2. CaBRNet: One framework to rule them all...
In a field of research as wide as XAI, where the proliferation of tools and methods is increasing,
seeking a common framework is a natural temptation that often leads to yet another tool that
evolves besides the rest. To minimize this risk, CaBRNet is designed with three main objectives,
essential for a lasting acceptance: supporting past state-of-the-art methods through backward
compatibility, facilitating present developments by striving for modularity, and ensuring their
reusability in future works through reproducibility.

2.1. Modularity
While each model has its own specific properties (e.g., decision tree in ProtoTree, scoring sheet in
PIP-Net, linear layer in ProtoPNet), CBR image classifiers from the state of the art [1, 2, 3, 4, 5, 6]
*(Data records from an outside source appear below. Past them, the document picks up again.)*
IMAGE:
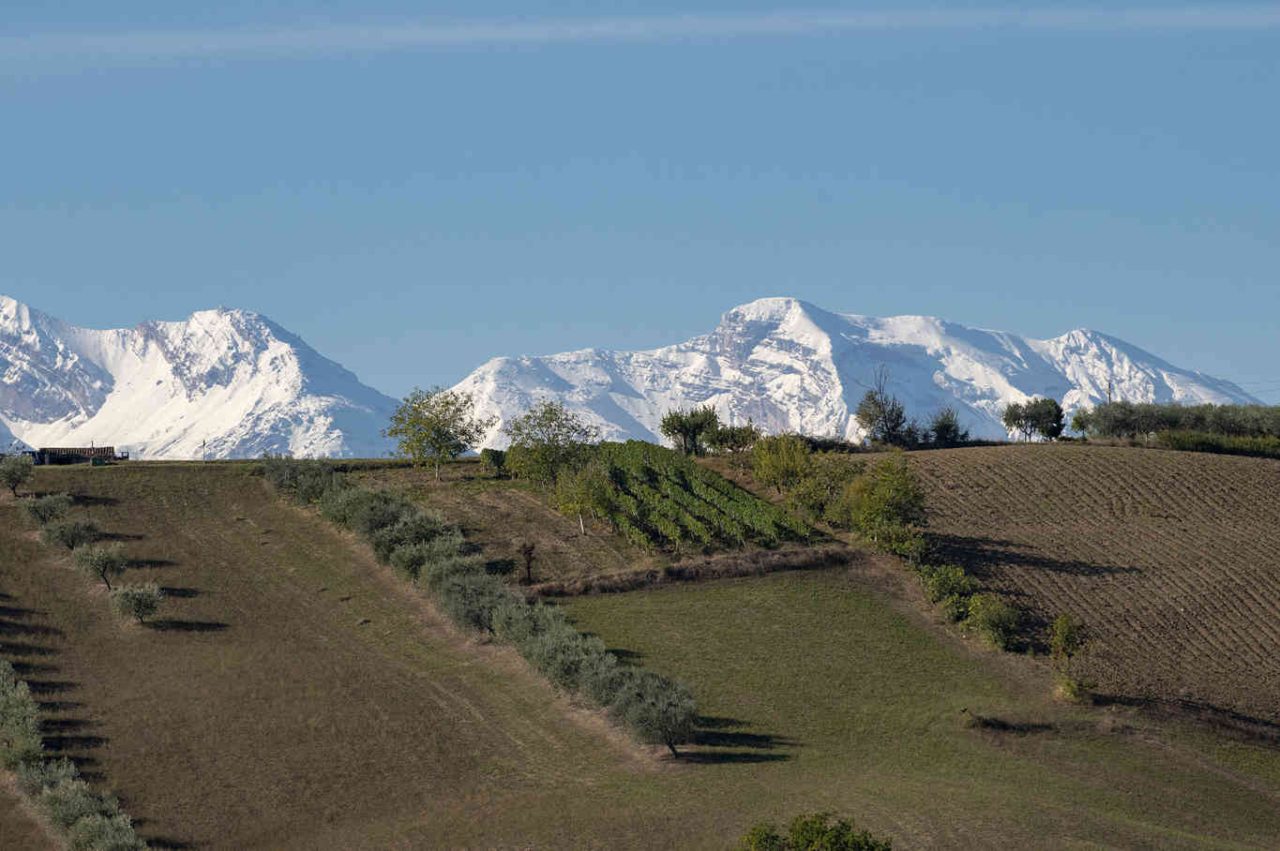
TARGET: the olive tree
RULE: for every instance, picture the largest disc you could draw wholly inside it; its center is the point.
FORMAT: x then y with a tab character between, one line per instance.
547	440
138	602
437	425
689	430
16	470
101	562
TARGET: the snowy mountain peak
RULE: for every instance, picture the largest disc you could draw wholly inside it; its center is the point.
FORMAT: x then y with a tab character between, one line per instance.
792	366
222	383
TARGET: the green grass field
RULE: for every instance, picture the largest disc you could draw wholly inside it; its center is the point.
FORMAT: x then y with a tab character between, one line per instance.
298	695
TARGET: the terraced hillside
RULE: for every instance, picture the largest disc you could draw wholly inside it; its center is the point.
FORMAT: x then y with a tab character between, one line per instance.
296	694
1171	559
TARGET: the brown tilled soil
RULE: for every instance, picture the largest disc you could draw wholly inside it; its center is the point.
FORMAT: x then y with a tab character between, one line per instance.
1171	561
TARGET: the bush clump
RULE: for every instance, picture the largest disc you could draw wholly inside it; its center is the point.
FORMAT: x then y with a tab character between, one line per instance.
46	509
816	832
71	532
993	620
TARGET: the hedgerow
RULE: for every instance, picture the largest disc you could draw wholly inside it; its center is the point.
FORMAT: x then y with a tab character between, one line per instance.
434	556
658	498
90	820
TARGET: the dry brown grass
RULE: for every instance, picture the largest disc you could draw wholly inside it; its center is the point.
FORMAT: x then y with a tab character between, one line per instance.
1171	559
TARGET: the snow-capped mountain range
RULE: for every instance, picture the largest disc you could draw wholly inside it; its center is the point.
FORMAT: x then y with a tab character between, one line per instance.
790	366
229	383
220	384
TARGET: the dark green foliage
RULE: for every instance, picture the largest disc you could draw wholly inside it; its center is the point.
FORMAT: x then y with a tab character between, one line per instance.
826	479
100	832
100	562
547	442
993	620
71	532
734	439
1257	447
437	425
658	498
945	429
138	602
46	509
781	461
305	481
658	710
886	504
433	553
1041	417
950	588
816	832
494	461
412	526
690	430
19	719
16	470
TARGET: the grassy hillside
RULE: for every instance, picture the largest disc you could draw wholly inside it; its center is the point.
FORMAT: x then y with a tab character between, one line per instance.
295	695
1169	558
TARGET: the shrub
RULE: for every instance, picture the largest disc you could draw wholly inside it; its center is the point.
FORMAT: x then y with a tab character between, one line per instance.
101	832
412	527
781	461
362	511
816	832
71	532
946	581
138	602
471	598
36	776
494	461
19	719
100	562
16	470
46	509
993	620
69	801
658	710
410	559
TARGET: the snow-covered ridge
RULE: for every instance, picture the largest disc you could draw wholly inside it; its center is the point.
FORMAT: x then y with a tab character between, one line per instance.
220	384
791	366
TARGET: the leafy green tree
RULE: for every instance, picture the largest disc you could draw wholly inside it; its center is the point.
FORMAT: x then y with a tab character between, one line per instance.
432	426
547	440
946	430
494	461
734	440
71	532
46	509
101	562
138	602
1045	417
816	832
690	430
781	461
16	470
1016	420
588	490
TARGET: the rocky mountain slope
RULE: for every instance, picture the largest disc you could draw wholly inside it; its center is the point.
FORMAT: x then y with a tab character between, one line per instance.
220	384
789	365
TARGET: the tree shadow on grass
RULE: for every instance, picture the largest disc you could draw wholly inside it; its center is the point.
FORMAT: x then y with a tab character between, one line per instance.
732	744
172	625
135	563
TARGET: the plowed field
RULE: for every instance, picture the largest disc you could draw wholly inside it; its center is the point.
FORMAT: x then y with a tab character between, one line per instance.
1171	559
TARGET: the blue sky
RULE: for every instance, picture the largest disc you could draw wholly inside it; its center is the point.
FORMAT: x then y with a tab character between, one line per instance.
415	192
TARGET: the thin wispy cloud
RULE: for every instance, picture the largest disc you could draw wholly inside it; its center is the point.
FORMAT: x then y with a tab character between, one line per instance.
86	49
share a common architecture, displayed on Figure 1. In CaBRNet, this common architecture can
be parametrized at will using a set of YAML files that are stored in each training directory for
reproducibility (see Sec. 2.3).
   More precisely, as shown in Figure 1 and Table 1, the architecture of a CBR image classifier
starts with a backbone – usually the feature extractor of an existing convolutional neural
network (CNN) such as ResNet50 – with optional additional layers to reduce dimensionality
(e.g., the fourth layer of a ResNet50 followed by a convolutional layer with sigmoid activation).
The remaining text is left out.